En conclusion, bien d'accord avec celle du résumé. Et l'ordre est sauf : je n'aurai pas à modifier mon vote.
Lapinchien


tw
    le 24/04/2012 à 07:57:44
La première partie est agréable à lire, et même dans le bavardage, alimente la légende Dourak Smerdiakov, donc est pure extase. La seconde partie est très visuelle et parsemée de poudre druidique enchantée, elle se déroule telle un improbable film que raconterai Philippe de Villiers sous psychotropes avec le souci du détail historique d'un Alain Decaux sous pentothal nous narrant un road movie improbable de Broceliande à Avalon en passant par Camelot qui devrait faire rougir de honte les Monty Python encore de ce monde, les péripéties statiques d'une table ronde redesignée par mc Escher un jour de pluie acide lysergique diéthylamide où il se serait baladé en broutant des coquelicots.
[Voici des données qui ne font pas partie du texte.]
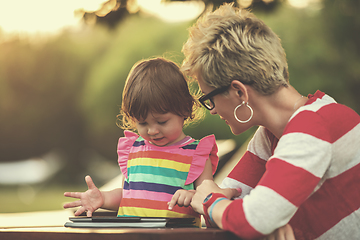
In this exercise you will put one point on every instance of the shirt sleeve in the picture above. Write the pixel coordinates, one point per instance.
(123, 150)
(206, 149)
(292, 173)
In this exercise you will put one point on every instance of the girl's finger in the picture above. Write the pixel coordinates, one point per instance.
(80, 211)
(89, 182)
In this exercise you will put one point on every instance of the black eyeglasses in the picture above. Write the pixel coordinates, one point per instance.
(206, 100)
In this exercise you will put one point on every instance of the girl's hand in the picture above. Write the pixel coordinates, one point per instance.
(182, 198)
(88, 201)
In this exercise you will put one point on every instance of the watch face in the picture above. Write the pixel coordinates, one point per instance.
(207, 198)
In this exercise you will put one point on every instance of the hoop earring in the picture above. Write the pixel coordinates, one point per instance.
(251, 113)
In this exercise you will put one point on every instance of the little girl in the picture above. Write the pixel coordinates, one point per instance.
(162, 166)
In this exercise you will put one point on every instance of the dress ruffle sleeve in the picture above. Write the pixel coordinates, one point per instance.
(206, 149)
(123, 150)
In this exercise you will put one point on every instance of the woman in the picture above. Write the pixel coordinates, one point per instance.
(302, 164)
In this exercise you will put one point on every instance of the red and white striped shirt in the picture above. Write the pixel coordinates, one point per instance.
(310, 177)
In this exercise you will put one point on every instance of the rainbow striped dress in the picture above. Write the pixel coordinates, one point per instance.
(153, 174)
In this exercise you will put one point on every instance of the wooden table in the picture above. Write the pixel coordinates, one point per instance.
(49, 226)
Koax     le 24/04/2012 à 16:45:21
Ce texte m'a fait hululer jusqu'à la toute fin, voilà, j'en aurai bien lu des kilomètres de plus. J'ai déjà voté et me tiendrai à mes choix, et de toute manière y'aurait beaucoup trop de vainqueurs potentiels cette année, mais.
lemon     le 25/04/2012 à 17:09:46
Toujours de la regalade dans l'écriture + surement une infinité de références qui m'auront échappé, mais je rejoins kwiz, on se perd un peu dans le tourbillon, avec une action assez linéaire finalement, limite chiante, sans processus global de mise sous tension du lecteur.